Li ho rivisti ieri sera, in bianco e nero, anime tragiche, tragici volti stupiti, adunati come gregge sperduto, chiuso tra cani pastori con sembianze d'uomo.
Latrati incomprensibili davano tremito nascosto alle loro membra, al loro il cuore; la loro anima immobile di terrore, i loro pensieri mortificati da abusi su corpi e anime.
 

Era sempre inverno in quegli anni, anche in primavera e in autunno e in estate.
Dov'eravamo noi, allora?
 

Conducevamo quei treni, tragici forzieri d'umano carico, o li aspettavamo tra la neve, quei convogli? 

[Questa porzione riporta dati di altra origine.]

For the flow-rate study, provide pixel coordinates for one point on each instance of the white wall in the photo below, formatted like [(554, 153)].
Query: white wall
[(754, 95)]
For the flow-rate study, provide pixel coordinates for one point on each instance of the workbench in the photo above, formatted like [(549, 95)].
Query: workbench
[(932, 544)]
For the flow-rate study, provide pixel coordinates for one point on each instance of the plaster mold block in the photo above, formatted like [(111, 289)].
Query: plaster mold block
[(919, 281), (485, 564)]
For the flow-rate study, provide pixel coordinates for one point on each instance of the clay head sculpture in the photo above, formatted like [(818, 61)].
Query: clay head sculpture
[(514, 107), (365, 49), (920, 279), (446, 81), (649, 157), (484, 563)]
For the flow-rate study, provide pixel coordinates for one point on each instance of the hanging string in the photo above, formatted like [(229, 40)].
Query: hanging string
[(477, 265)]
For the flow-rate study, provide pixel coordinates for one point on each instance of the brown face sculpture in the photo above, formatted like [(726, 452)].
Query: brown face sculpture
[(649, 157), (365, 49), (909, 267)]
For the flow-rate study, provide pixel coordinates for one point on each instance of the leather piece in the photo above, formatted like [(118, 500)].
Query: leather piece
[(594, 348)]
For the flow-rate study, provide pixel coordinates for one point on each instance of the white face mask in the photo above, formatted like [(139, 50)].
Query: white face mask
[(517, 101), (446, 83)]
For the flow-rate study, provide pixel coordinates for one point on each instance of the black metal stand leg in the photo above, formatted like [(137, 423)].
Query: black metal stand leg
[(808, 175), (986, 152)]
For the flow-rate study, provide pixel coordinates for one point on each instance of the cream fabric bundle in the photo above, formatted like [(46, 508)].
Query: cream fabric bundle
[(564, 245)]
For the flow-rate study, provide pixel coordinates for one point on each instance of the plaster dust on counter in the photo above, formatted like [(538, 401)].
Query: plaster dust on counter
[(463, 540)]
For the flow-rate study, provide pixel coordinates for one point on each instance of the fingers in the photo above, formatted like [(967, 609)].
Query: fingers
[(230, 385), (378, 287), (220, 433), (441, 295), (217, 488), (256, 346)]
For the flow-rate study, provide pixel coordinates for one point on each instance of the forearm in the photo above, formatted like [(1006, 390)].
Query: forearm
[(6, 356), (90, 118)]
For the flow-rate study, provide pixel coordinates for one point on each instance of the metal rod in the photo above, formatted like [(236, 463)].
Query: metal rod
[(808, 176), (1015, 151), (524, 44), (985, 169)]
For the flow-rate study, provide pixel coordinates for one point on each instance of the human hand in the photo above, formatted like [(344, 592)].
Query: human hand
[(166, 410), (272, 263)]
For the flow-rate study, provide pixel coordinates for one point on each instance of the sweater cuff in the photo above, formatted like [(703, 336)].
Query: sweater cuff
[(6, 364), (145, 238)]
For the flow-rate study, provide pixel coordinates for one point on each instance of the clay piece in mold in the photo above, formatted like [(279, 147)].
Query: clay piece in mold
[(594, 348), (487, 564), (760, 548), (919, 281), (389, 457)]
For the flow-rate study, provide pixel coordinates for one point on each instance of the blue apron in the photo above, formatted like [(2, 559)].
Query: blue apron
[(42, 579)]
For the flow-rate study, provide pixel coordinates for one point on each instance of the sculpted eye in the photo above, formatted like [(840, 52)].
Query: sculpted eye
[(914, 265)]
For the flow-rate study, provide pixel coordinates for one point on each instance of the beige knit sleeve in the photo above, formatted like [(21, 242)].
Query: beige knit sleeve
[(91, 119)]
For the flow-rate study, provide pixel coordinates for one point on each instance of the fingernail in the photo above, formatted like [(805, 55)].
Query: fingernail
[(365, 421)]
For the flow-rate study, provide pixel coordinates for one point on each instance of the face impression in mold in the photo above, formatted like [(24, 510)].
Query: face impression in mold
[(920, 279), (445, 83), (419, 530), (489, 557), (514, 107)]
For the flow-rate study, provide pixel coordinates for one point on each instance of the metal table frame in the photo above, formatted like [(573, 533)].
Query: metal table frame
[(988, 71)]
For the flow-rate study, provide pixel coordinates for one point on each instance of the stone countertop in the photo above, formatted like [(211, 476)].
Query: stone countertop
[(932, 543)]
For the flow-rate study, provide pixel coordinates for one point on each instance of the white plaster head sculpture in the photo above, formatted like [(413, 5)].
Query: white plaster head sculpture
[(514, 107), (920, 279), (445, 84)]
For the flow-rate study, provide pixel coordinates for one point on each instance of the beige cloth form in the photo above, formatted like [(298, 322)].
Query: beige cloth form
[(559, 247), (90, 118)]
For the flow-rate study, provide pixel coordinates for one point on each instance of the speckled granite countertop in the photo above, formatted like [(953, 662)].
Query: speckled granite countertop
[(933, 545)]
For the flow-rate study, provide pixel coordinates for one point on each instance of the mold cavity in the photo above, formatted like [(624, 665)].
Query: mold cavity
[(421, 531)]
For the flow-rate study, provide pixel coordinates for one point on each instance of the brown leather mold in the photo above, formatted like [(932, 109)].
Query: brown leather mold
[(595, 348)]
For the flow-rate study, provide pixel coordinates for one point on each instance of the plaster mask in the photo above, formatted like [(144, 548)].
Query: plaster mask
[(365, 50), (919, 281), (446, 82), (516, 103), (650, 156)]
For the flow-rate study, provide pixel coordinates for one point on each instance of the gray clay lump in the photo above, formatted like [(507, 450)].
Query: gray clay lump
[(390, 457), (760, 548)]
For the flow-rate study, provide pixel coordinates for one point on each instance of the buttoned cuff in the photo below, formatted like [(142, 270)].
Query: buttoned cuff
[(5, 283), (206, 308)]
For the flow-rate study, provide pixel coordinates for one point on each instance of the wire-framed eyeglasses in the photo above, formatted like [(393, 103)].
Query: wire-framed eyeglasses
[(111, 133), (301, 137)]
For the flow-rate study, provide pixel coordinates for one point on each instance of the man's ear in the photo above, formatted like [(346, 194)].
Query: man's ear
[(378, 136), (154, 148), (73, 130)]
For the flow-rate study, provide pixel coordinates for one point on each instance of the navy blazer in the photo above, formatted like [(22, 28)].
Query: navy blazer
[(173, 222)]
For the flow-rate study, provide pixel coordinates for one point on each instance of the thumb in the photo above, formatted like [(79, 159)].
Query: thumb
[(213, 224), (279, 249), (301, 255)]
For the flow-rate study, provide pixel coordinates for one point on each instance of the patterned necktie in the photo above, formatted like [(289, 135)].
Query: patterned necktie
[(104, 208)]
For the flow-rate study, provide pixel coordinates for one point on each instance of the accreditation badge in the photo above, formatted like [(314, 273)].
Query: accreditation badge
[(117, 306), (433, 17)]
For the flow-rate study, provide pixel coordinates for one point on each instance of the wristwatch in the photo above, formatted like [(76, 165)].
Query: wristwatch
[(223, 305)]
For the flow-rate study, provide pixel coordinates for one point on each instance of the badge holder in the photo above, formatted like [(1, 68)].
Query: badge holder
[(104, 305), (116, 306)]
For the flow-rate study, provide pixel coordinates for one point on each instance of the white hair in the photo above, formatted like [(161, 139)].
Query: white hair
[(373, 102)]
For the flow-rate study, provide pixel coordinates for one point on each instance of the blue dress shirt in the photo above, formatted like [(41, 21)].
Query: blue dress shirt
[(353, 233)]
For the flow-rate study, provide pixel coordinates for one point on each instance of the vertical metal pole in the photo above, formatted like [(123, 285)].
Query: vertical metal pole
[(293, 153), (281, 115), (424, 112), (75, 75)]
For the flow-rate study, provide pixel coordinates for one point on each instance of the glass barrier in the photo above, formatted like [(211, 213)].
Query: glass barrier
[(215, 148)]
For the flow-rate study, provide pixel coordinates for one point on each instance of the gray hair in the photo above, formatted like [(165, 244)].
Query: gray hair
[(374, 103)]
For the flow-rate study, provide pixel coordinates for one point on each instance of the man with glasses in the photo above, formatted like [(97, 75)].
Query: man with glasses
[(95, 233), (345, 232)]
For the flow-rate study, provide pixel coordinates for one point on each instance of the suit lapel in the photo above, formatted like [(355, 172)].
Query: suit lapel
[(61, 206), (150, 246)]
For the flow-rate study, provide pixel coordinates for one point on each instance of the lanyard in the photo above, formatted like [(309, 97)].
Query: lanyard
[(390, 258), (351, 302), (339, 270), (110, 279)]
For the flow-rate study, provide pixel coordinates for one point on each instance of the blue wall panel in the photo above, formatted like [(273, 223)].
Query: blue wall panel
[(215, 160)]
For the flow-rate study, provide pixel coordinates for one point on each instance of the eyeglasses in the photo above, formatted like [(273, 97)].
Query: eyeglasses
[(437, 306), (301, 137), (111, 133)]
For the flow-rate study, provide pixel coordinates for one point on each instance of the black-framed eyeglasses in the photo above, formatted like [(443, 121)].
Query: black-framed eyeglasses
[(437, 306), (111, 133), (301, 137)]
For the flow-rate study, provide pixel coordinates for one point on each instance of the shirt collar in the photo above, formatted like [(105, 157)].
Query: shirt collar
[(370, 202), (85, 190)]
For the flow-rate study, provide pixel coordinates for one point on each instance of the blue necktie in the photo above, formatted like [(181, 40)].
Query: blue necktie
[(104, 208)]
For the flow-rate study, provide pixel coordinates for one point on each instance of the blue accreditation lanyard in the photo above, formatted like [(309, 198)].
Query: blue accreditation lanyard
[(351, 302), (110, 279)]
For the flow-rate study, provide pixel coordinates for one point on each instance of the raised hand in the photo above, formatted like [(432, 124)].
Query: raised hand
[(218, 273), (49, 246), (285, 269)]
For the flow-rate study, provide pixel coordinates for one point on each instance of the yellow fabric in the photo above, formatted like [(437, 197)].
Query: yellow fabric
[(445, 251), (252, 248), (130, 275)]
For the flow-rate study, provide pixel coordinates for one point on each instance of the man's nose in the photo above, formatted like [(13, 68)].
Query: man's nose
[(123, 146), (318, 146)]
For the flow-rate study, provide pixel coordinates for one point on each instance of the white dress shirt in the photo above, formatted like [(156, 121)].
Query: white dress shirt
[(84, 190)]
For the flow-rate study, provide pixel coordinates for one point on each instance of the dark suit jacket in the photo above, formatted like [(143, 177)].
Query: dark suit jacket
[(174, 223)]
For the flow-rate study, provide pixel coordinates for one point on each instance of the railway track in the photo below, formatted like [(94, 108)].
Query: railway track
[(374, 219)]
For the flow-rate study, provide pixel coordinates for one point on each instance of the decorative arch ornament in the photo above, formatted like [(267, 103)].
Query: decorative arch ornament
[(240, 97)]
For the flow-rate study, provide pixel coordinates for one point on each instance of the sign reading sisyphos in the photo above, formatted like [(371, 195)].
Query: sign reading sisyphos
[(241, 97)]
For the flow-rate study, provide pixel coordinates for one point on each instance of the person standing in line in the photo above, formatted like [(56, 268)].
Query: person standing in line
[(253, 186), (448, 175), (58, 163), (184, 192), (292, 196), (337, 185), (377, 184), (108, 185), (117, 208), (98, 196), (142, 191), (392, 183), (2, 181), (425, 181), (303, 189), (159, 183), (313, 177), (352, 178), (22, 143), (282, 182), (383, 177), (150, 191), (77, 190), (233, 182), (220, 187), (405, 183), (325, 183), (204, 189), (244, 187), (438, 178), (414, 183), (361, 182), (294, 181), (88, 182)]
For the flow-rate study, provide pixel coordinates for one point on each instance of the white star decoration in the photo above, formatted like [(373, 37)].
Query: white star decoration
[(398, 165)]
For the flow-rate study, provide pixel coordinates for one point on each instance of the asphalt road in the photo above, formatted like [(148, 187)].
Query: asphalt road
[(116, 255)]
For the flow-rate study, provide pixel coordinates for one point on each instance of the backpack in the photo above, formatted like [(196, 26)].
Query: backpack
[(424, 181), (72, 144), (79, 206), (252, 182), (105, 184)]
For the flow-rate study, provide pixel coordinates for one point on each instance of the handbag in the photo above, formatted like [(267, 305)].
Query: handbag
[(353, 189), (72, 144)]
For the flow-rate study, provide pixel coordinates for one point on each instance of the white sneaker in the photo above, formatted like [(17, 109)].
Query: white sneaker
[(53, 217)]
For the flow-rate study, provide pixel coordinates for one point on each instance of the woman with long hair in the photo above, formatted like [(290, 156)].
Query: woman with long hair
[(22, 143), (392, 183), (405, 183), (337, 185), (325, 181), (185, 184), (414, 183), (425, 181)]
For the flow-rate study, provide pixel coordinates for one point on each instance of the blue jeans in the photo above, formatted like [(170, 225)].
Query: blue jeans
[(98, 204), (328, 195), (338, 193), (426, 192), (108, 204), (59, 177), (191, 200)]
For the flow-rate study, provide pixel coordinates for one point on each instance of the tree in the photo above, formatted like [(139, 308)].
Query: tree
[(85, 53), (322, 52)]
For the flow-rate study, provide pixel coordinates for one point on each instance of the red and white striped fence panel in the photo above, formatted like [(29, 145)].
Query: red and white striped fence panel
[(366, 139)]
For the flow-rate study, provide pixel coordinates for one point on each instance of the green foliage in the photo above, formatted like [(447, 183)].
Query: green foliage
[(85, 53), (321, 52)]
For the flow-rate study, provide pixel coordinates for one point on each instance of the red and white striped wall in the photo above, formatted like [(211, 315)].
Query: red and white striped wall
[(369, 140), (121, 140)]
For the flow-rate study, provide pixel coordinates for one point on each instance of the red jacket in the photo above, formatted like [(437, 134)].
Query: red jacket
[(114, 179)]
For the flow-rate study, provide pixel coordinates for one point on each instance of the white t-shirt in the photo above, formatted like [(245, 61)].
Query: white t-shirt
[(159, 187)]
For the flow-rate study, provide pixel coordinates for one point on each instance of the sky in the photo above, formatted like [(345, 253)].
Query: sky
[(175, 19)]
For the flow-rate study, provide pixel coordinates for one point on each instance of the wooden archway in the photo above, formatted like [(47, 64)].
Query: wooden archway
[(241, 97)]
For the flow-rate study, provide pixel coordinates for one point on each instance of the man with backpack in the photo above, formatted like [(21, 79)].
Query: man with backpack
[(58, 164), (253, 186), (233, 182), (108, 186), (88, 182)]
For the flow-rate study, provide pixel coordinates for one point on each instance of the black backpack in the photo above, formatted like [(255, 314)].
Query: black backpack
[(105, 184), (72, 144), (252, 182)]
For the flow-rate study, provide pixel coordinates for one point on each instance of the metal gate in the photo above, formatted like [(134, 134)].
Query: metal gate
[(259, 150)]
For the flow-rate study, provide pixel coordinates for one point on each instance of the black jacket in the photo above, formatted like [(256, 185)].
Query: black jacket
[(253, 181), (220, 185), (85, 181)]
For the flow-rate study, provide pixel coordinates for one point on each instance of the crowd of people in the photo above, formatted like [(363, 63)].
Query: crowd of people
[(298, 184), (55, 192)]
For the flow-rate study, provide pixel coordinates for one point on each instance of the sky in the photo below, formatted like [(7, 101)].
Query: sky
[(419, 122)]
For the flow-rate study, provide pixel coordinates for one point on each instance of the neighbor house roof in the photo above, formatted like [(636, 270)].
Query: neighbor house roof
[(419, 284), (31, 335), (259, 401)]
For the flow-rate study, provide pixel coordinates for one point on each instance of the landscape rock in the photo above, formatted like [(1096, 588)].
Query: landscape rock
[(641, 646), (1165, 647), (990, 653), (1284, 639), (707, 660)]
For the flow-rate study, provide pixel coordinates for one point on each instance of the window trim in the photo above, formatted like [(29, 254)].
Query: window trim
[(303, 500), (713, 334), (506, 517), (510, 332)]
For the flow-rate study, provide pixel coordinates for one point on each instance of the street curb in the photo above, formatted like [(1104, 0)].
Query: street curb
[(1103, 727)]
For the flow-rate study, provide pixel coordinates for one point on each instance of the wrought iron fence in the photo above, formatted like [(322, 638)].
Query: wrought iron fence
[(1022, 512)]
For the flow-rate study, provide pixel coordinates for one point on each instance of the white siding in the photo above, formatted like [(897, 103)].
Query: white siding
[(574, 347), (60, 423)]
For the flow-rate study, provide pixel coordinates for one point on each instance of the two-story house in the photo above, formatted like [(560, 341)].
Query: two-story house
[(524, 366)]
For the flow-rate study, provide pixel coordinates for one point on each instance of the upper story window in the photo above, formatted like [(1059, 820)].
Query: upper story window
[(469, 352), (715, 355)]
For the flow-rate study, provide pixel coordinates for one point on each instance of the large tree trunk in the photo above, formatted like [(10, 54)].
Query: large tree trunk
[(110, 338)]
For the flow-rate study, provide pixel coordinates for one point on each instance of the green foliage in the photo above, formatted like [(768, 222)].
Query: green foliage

Li ho rivisti ieri sera, in bianco e nero, e un attimo eterno di disperazione mi ha investita.
Disarmata e impotente ho sparso inutili lacrime nel guardarli, e ho chiesto un inutile perdono alla vita, per me e per tutti coloro che, allora, calpestarono esistenze innocenti con gli occhi dell'anima bendati.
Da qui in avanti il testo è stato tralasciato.